A brief glance at our country’s religious past reveals the difficulty confronting religious pluralism. Our history is replete with exclusions and an ugliness that defy tidy stories. I would even go as far as to say that at no point in our nation’s history have we accepted fully the mere fact of our religious diversity. To be sure, in our early history, Protestants came to accept doctrinal differences among themselves as a kind of tolerable diversity, but rarely did they extend this tolerance to others, like Catholics or Jews, on the same basis.
When, for example, George Washington assumed the presidency in 1789, many worried about the nation’s commitment to genuine religious liberty. Could such a commitment survive the political realities? Roman Catholics were keenly aware of the force of laws against popery and against receiving immigrants from Catholic countries. Some even wrote President Washington, congratulating him on his election and inquired concerning their status under a new form of government. On March 12, 1790, Washington replied that he hoped to see “America among the foremost nations in examples of justice and liberality.” In response to Newport’s Hebrew congregation, which asked if the new nation would continue to “offer an asylum to the persecuted and oppressed of every Nation and religion,” Washington replied that we no longer speak of “toleration” but rather of “inherent rights,” and that “happily the Government of the United States gives to bigotry no sanction, to persecution no assistance.”
Washington’s belief that an age of intolerance had passed away, however, betrayed a naïve optimism about this fragile democracy. Obviously he knew of many forms of bigotry, religious and otherwise, in the new nation. Perhaps, like Jefferson and Madison, he hoped that enlightened persons would eventually shed such prejudices and be satisfied to practice their religion in private. But we know this was not the case.
We should situate the Islamophobia sweeping the nation within the larger context of American religious history. There we see the difficulties surrounding religious and cultural differences that have always presented a challenge to many who claim to be committed to democracy. No innocence resides there. The fact remains most Americans view the United States as a Christian nation (we need only note that 80 percent of Americans call themselves Christian, 72 percent believe in the second coming of Christ, and about 40 percent say that they talk to God on a regular and intimate basis), and this belief effectively undermines our commitment to religious pluralism, especially when cultural conservatives seek to make their beliefs national policy.

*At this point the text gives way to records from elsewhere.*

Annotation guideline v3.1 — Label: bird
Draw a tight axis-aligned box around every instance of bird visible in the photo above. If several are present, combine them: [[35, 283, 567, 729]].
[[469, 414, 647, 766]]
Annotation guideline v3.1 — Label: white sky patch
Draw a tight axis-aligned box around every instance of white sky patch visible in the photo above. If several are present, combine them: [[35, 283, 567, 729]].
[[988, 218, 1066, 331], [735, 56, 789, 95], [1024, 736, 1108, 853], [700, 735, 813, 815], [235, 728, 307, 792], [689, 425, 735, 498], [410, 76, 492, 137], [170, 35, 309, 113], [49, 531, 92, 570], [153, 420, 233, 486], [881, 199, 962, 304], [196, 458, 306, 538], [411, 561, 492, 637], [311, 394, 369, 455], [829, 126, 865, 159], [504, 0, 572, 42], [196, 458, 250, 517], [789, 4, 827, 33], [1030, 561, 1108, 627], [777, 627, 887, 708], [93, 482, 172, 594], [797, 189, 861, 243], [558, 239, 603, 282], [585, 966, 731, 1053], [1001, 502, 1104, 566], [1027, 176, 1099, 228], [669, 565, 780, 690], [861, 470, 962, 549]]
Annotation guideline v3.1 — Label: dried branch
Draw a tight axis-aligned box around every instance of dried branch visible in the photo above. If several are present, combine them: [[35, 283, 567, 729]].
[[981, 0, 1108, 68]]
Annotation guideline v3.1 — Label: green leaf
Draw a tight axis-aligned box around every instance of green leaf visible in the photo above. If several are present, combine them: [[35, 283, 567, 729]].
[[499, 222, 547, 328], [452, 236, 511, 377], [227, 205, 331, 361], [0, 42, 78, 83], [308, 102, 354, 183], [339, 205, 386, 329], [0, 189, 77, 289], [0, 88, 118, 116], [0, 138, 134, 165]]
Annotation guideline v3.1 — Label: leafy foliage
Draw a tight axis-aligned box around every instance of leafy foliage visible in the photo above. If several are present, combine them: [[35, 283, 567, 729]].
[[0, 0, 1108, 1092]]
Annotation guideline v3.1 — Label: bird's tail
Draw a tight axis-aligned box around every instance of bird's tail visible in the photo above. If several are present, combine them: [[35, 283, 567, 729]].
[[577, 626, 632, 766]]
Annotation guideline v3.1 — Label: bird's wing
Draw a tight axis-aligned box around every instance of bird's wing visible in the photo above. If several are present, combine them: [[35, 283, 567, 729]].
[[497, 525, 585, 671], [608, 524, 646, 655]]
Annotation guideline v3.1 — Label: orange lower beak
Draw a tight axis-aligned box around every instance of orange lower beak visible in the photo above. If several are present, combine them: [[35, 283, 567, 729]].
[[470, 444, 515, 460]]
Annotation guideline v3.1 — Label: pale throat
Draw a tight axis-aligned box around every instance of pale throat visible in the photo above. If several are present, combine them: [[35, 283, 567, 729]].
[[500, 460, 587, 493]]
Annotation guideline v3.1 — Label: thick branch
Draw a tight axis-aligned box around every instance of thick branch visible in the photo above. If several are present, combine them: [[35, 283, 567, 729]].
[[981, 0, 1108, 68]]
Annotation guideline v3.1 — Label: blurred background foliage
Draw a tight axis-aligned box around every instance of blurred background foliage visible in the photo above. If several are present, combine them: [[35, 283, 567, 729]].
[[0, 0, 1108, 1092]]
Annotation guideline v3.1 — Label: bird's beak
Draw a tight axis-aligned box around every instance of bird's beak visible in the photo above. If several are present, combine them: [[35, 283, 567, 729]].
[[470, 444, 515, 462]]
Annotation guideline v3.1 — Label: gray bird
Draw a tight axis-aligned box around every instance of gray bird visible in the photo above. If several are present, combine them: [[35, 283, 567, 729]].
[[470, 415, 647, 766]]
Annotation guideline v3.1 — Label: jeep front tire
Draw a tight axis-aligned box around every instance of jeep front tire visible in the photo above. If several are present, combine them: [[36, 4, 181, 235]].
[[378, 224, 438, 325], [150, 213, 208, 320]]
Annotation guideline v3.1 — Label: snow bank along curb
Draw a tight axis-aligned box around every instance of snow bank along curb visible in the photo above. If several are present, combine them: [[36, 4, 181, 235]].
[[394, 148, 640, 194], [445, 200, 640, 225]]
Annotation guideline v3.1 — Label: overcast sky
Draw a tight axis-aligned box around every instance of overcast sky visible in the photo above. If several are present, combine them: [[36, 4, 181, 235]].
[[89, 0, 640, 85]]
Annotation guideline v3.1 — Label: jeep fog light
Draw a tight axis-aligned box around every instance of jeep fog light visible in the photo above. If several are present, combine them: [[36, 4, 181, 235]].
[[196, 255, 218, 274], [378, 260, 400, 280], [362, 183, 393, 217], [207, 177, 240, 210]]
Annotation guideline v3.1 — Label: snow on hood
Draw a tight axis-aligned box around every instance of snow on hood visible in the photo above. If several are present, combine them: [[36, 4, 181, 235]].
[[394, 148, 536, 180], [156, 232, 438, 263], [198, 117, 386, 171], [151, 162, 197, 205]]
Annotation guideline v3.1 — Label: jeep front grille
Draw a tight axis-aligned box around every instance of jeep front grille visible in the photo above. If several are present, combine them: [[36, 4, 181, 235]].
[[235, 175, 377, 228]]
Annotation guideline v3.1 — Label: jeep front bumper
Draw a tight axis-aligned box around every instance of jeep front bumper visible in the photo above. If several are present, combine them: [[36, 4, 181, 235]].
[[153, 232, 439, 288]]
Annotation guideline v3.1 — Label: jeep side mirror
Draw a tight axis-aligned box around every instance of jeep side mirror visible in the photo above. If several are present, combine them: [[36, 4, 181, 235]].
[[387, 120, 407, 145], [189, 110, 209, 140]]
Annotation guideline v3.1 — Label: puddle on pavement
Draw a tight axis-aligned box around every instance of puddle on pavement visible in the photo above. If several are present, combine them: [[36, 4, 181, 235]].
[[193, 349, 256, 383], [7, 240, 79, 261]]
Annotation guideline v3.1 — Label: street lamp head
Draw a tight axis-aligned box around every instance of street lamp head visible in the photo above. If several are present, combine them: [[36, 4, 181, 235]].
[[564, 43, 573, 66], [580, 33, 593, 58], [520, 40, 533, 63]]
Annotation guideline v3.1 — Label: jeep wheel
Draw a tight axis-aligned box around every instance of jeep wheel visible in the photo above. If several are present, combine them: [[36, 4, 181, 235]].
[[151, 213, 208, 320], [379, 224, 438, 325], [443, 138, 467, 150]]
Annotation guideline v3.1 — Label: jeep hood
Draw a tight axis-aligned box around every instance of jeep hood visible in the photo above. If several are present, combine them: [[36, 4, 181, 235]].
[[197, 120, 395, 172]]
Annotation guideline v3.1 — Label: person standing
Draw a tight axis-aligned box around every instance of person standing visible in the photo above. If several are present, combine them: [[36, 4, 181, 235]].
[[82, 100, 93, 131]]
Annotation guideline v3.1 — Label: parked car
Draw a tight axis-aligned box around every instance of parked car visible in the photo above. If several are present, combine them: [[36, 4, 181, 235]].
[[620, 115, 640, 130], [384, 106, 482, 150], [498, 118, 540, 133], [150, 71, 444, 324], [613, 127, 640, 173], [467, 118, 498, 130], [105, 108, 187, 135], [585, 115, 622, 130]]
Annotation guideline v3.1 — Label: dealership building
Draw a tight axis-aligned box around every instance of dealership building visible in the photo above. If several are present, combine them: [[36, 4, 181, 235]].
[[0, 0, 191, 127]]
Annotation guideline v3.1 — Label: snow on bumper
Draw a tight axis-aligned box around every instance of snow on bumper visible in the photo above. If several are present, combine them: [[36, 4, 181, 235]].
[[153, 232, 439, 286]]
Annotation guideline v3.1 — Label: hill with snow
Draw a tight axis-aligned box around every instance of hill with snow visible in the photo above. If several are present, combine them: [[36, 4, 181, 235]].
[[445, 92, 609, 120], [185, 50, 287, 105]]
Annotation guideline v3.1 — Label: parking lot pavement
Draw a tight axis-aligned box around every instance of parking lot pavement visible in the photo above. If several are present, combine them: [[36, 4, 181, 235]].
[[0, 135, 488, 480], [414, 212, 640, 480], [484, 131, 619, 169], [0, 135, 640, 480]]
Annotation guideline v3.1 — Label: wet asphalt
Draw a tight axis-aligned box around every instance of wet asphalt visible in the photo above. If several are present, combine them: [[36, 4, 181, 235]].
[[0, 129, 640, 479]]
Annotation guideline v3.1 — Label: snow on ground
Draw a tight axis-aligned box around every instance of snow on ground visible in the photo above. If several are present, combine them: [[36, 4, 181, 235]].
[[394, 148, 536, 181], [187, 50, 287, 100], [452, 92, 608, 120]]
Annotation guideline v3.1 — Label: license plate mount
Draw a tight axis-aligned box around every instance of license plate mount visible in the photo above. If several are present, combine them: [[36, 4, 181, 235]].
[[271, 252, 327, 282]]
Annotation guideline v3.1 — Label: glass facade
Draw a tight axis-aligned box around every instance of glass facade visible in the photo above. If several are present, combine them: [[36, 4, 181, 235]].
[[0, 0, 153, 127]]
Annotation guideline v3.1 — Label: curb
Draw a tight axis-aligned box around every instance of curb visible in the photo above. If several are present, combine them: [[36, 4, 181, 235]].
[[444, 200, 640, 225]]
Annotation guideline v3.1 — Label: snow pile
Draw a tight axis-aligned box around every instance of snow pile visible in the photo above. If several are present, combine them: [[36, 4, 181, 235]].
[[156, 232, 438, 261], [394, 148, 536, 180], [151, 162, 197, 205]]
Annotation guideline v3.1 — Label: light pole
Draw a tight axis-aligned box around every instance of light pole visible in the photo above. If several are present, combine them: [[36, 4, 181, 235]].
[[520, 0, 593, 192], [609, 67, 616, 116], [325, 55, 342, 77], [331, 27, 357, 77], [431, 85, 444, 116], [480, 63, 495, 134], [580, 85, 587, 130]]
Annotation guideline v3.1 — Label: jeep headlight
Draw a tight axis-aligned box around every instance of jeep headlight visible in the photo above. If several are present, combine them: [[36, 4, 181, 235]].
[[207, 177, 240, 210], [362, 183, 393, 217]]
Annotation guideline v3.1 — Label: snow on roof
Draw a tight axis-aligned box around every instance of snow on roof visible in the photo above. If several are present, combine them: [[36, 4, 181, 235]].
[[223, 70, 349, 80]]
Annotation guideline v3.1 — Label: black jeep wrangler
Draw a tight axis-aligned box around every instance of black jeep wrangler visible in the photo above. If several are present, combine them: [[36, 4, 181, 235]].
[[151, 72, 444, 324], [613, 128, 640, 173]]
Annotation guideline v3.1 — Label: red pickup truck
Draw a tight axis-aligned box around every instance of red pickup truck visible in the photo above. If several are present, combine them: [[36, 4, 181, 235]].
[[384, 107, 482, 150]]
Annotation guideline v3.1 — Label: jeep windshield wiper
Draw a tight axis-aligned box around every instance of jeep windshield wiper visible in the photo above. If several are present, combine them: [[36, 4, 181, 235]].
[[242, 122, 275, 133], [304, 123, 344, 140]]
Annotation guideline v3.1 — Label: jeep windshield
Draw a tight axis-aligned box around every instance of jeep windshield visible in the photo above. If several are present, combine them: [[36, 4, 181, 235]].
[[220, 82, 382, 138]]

The reality is that Christian commitments have always, for good or ill, informed American public debate. They will continue to do so. The problem now is that a particular interpretation of the Christian tradition parades around as if it were the only possible interpretation. This narrow view often runs afoul of our democratic commitments and sanctifies bigotry. Ugliness abounds. It isn’t new, and Islamophobia is part of it. This is the time when we have to try to make the rhetoric of religious tolerance real. We need a compelling counterexample to this narrow (and ugly) understanding of Christianity. And, if we can’t do that, then I stand with James Baldwin: “If the concept of God has any validity or any use, it can only be to make us larger, freer, and more loving. If God cannot do this, then it is time we got rid of Him.”